Colorectal (bowel) cancer is the second leading cause of cancer deaths in Europe – at around 160,000 deaths each year – and comes with an aggregate economic overhead in the region of €20 billion per annum – half of that relating to the primary healthcare impacts of treatment and follow-up patient care. Those figures – taken from the European Cancer Information System (ECIS), a data repository of cancer indicators and trends – reinforce the importance of early detection. When colorectal cancer is detected early (i.e. before the tumour grows beyond the colon or rectum walls into surrounding tissues), the five-year survival rate for patients increases to 90% (versus only 14% for late-stage diagnosis). Right now, though, only around four out of 10 cases of colorectal cancer are detected during that initial, localized phase of the disease.

Herein lies a clinical and commercial opportunity for biophotonics innovators to deliver early-stage, point-of-care intervention – in short, a paradigm shift when it comes to the screening, diagnosis and treatment of colorectal cancer. Think optical biopsy: the use of complementary optical imaging modalities, delivered endoscopically, to elucidate morphological, functional and molecular insights on cancerous bowel tissue without the need for excision of that tissue.
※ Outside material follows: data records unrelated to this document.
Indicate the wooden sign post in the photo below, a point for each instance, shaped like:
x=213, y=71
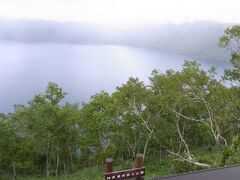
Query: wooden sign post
x=132, y=174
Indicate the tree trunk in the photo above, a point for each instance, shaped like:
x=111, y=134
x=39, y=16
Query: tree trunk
x=14, y=170
x=57, y=164
x=71, y=157
x=48, y=160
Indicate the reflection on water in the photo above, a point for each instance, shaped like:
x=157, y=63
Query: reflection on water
x=25, y=69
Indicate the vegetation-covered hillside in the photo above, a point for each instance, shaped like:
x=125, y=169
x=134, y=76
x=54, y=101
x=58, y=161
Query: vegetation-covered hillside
x=184, y=120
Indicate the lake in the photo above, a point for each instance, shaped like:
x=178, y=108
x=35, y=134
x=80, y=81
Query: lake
x=81, y=70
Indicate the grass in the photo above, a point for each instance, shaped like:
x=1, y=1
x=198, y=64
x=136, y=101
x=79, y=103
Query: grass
x=155, y=167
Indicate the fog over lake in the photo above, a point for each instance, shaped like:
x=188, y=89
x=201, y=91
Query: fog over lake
x=80, y=70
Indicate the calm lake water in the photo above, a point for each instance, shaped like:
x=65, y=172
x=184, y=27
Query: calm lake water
x=82, y=71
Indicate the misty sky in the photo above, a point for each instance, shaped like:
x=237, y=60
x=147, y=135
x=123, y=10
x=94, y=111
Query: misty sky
x=122, y=13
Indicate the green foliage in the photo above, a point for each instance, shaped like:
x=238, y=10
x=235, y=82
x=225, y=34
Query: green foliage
x=188, y=112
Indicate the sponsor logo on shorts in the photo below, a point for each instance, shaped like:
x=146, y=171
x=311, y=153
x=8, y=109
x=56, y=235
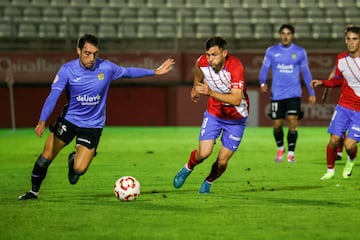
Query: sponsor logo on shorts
x=84, y=140
x=235, y=138
x=61, y=130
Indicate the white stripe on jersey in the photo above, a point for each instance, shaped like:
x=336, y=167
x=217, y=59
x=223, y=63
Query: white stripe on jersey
x=218, y=82
x=350, y=69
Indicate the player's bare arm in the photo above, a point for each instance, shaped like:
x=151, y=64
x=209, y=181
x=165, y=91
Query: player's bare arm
x=316, y=83
x=165, y=67
x=233, y=98
x=198, y=78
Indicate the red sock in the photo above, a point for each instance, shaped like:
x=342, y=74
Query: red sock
x=330, y=157
x=192, y=160
x=353, y=154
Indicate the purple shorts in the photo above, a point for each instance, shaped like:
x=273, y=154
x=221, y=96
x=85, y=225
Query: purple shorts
x=232, y=130
x=343, y=120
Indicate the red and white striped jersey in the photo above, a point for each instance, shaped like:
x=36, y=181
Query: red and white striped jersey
x=230, y=76
x=347, y=74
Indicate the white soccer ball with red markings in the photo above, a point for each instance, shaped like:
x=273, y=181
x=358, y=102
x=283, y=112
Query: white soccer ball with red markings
x=127, y=188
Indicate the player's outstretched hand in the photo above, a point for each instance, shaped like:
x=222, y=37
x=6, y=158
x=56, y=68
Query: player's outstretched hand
x=315, y=83
x=165, y=67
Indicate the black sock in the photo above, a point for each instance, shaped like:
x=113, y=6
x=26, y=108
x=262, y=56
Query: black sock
x=39, y=172
x=292, y=137
x=279, y=137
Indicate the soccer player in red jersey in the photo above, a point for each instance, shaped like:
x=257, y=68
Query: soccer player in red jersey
x=221, y=77
x=324, y=98
x=346, y=116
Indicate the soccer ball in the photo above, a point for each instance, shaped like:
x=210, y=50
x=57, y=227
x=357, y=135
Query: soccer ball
x=127, y=188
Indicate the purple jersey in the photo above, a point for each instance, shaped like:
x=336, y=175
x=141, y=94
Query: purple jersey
x=86, y=90
x=286, y=64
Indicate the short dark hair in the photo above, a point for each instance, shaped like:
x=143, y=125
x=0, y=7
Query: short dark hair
x=352, y=28
x=89, y=39
x=288, y=26
x=215, y=41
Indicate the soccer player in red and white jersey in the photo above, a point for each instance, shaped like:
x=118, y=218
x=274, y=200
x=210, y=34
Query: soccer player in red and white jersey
x=346, y=116
x=324, y=98
x=221, y=77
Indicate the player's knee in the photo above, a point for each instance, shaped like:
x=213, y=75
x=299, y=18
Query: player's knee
x=80, y=171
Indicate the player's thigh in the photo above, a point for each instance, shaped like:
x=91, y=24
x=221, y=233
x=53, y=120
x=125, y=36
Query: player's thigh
x=232, y=135
x=53, y=146
x=354, y=127
x=340, y=121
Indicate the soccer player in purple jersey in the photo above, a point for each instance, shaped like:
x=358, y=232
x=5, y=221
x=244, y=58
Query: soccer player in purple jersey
x=86, y=82
x=286, y=60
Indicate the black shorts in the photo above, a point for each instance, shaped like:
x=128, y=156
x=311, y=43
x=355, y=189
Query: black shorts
x=282, y=108
x=66, y=131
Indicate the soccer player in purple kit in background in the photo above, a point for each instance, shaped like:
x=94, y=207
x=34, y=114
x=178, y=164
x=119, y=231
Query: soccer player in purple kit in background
x=286, y=60
x=86, y=82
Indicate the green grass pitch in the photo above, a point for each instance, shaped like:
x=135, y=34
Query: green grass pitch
x=256, y=198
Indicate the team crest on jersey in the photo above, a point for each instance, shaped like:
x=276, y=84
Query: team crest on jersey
x=56, y=78
x=100, y=76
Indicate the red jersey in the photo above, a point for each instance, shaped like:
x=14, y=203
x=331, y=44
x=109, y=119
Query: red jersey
x=230, y=76
x=347, y=74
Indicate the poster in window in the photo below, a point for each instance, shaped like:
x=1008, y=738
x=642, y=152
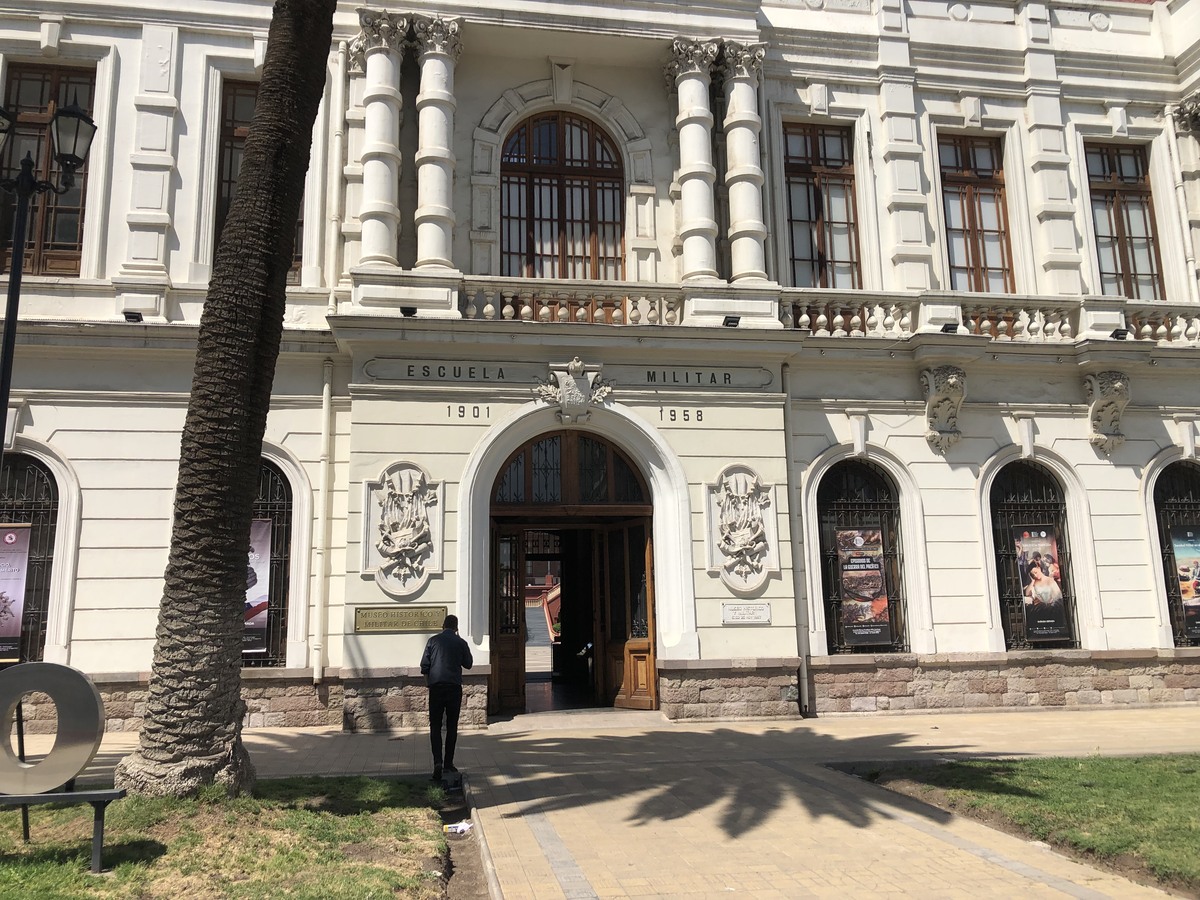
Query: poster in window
x=13, y=569
x=258, y=586
x=864, y=594
x=1186, y=546
x=1037, y=563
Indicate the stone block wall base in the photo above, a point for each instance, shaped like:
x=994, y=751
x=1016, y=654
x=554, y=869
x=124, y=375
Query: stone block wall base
x=870, y=684
x=729, y=693
x=402, y=702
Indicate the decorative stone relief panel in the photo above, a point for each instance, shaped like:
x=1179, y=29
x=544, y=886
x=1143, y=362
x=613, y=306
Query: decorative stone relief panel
x=402, y=528
x=945, y=389
x=574, y=387
x=741, y=534
x=1108, y=395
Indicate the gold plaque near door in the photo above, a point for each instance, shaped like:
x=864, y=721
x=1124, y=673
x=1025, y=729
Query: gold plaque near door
x=397, y=619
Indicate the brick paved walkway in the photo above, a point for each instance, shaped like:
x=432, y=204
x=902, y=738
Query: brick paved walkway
x=627, y=804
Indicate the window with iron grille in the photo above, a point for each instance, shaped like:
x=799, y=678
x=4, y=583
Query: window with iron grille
x=237, y=114
x=1177, y=507
x=820, y=171
x=30, y=496
x=976, y=214
x=862, y=559
x=1123, y=216
x=274, y=504
x=562, y=201
x=1029, y=521
x=54, y=237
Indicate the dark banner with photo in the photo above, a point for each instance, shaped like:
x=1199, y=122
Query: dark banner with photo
x=864, y=594
x=1186, y=546
x=13, y=569
x=258, y=586
x=1037, y=562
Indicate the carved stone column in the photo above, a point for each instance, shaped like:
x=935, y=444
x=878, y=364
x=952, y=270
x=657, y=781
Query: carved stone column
x=438, y=48
x=381, y=45
x=743, y=174
x=691, y=70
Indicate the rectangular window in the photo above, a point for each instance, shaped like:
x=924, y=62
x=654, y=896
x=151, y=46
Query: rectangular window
x=237, y=113
x=976, y=214
x=54, y=235
x=820, y=169
x=1126, y=243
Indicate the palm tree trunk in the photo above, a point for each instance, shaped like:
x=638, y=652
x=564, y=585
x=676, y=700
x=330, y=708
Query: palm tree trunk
x=192, y=729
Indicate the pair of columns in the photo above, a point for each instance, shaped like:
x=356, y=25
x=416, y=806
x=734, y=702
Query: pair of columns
x=378, y=52
x=691, y=71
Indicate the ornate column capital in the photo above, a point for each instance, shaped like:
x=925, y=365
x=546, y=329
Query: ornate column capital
x=693, y=57
x=378, y=28
x=1187, y=113
x=742, y=60
x=435, y=34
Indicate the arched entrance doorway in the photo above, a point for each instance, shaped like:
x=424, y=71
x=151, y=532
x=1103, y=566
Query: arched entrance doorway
x=571, y=616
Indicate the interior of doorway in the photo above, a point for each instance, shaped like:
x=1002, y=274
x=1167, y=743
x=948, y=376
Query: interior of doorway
x=559, y=615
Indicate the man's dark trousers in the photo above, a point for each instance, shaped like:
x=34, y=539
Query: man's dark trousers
x=445, y=700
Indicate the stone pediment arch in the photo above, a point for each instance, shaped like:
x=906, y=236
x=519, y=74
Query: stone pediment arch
x=516, y=105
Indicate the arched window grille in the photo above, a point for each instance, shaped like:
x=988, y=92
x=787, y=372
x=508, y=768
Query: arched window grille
x=533, y=475
x=29, y=496
x=562, y=208
x=862, y=559
x=273, y=505
x=1029, y=521
x=1177, y=507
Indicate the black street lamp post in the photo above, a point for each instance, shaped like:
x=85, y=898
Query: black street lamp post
x=71, y=132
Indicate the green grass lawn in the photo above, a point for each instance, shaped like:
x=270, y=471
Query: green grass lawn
x=297, y=838
x=1133, y=813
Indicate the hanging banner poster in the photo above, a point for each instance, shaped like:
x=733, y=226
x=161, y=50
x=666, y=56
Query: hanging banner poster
x=258, y=586
x=864, y=595
x=13, y=568
x=1037, y=563
x=1186, y=546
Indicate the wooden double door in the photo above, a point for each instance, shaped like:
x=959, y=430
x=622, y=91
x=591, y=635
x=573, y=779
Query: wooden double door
x=606, y=617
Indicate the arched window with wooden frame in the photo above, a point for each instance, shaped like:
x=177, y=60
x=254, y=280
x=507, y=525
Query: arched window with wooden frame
x=1177, y=509
x=861, y=559
x=562, y=201
x=29, y=501
x=264, y=641
x=1029, y=526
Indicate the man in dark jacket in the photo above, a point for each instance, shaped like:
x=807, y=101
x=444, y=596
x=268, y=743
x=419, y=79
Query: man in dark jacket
x=445, y=657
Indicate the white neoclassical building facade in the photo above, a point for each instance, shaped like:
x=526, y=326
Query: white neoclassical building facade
x=733, y=359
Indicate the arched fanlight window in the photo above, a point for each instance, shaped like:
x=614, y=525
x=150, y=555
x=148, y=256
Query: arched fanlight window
x=1177, y=508
x=29, y=505
x=562, y=207
x=534, y=475
x=861, y=559
x=264, y=641
x=1029, y=522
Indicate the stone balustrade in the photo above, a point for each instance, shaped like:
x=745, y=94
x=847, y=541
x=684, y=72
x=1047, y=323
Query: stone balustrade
x=594, y=303
x=847, y=316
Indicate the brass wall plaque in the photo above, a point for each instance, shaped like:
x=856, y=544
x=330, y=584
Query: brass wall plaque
x=397, y=619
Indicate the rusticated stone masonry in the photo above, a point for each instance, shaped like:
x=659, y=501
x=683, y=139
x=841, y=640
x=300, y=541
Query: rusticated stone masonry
x=1018, y=679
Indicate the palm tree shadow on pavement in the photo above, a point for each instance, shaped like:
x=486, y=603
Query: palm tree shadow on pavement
x=670, y=774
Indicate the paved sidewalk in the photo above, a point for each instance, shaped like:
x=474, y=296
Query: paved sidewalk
x=627, y=804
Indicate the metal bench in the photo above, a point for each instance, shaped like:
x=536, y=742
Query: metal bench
x=99, y=801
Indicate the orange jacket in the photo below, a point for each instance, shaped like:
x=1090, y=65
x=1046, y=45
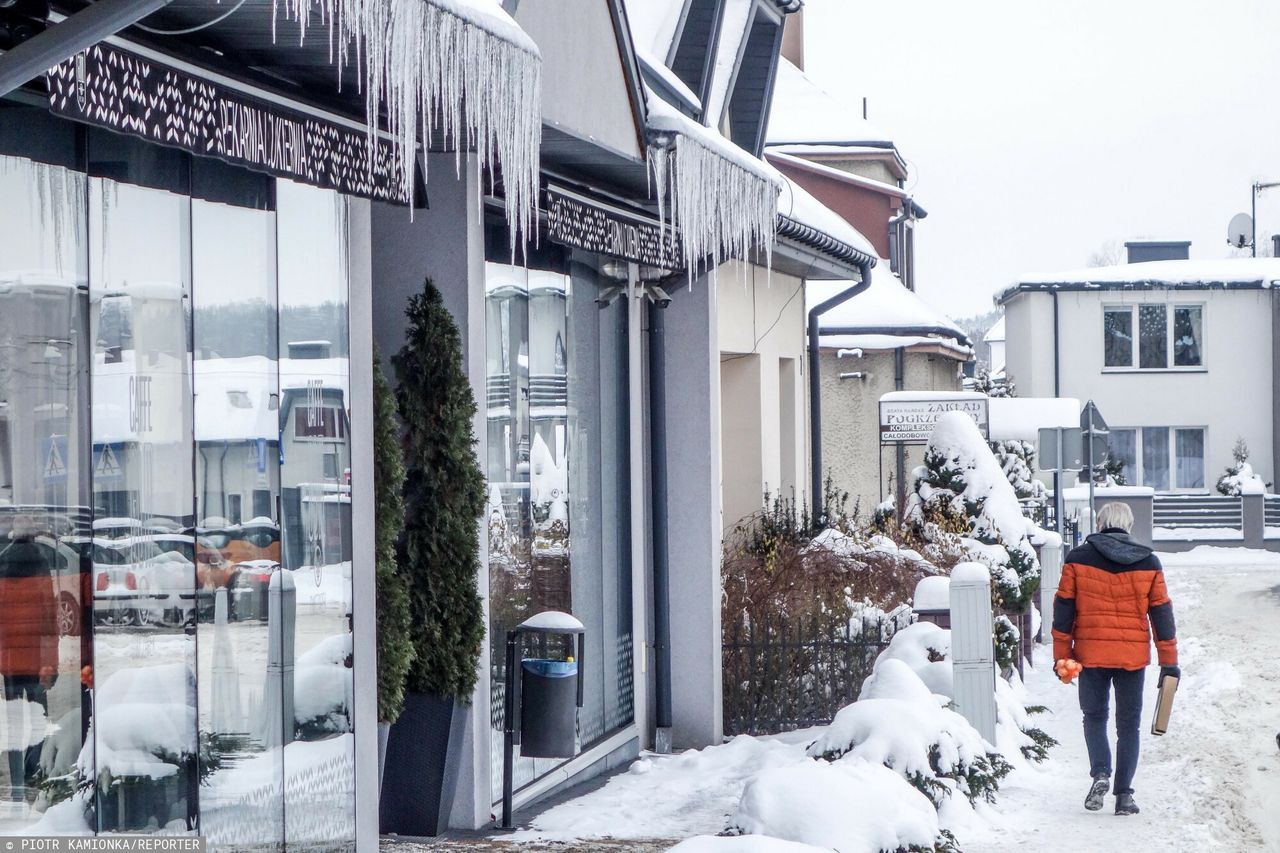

Front-and-centre within this translational R&D endeavour is Peter Andersen, group leader in biophotonic imaging at DTU Health Tech, the department of health technology at the Technical University of Denmark (DTU) in Kongens Lyngby, north of Copenhagen.

Optical opportunities

For the past three years, Andersen and his DTU Health Tech colleagues have been working to change the narrative on colorectal cancer for the better. As coordinator of the €6 million PROSCOPE initiative – funded as part of the European Union’s Horizon 2020 research and innovation programme – Andersen heads up a cross-disciplinary collaboration of scientists, industry engineers and clinicians drawn from five European countries. Their collective goal: to develop the building blocks of a multimodal fibre-optic imaging platform that paves the way for early diagnosis – at scale – of colorectal cancer, achieving specificity and sensitivity above 90% while halving the number of patients referred for excisional biopsies (which are time-consuming and prone to sampling errors that miss suspect lesions).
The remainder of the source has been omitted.